Devido a sua função utilitária, a ciência revestiu-se de prestígio, tomando a dianteira da filosofia, de modo que, no século XIX, com o surgimento da indústria, na Inglaterra, a ciência praticamente desbancou a filosofia, alcançando o seu máximo prestígio e praticamente relegando esta ao esquecimento. Essa condição estendeu-se por bom tempo, mas já no século XX estabeleceu-se o reconhecimento do valor da filosofia como fonte importante de conhecimento, não podendo o homem ignorá-la, haja vista que ele não se satisfaz apenas com o conhecimento fragmentado da realidade que a ciência lhe oferece, porque não vive só para satisfazer as suas necessidades físicas e biológicas; ele precisa de alimentar o seu espírito, reconhecendo e preservando valores morais e éticos (alguns dos problemas investigados pela filosofia) que o conduzam à harmonia, à paz e à prática das virtudes.
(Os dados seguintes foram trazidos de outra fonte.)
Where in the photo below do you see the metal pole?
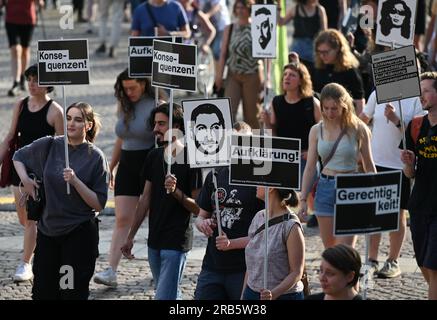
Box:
[62,86,70,194]
[398,99,407,150]
[363,234,370,300]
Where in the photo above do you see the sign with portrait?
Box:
[182,98,232,168]
[37,39,90,87]
[229,134,301,190]
[334,170,402,236]
[152,39,197,92]
[128,37,182,78]
[375,0,417,48]
[251,4,277,58]
[372,46,420,103]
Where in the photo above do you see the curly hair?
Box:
[282,63,313,98]
[314,29,360,72]
[379,0,411,39]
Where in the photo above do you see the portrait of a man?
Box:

Aí estão, resumidamente, as três principais fontes de conhecimento que até agora permearam a trajetória da humanidade. Os mitos, tendo sido a primeira delas, e apesar de hoje podermos apontar as suas deficiências, do ponto de vista do conhecimento verdadeiro, há que se reconhecer, entretanto, que, no período histórico em que surgiu, constituiu-se em algo extraordinário para a humanidade de então, até porque as ambições cognoscitivas desta eram modestas. Sedento de explicações principalmente para os fenômenos que o cercavam, o homem encontrou na mitologia uma excelente fonte para saciar a sua curiosidade.
A filosofia resultou da insatisfação de alguns habitantes da Grécia Antiga, mais ambiciosos e insatisfeitos com as explicações da realidade, fornecidas pela mitologia. Queriam algo mais consistente do que a simples existência de deuses poderosos, de cujas vontades dependiam os acontecimentos do mundo e da vida das pessoas. Ela marcou um avanço extraordinário e definitivo para a humanidade, por ter desenvolvido conhecimentos de abrangência universal, cuja validade não só tem resistido ao tempo, como servido de base para desenvolver outros conhecimentos de cunho científico, na área das humanidades, e cada vez mais afirma-se como legítima e indispensável.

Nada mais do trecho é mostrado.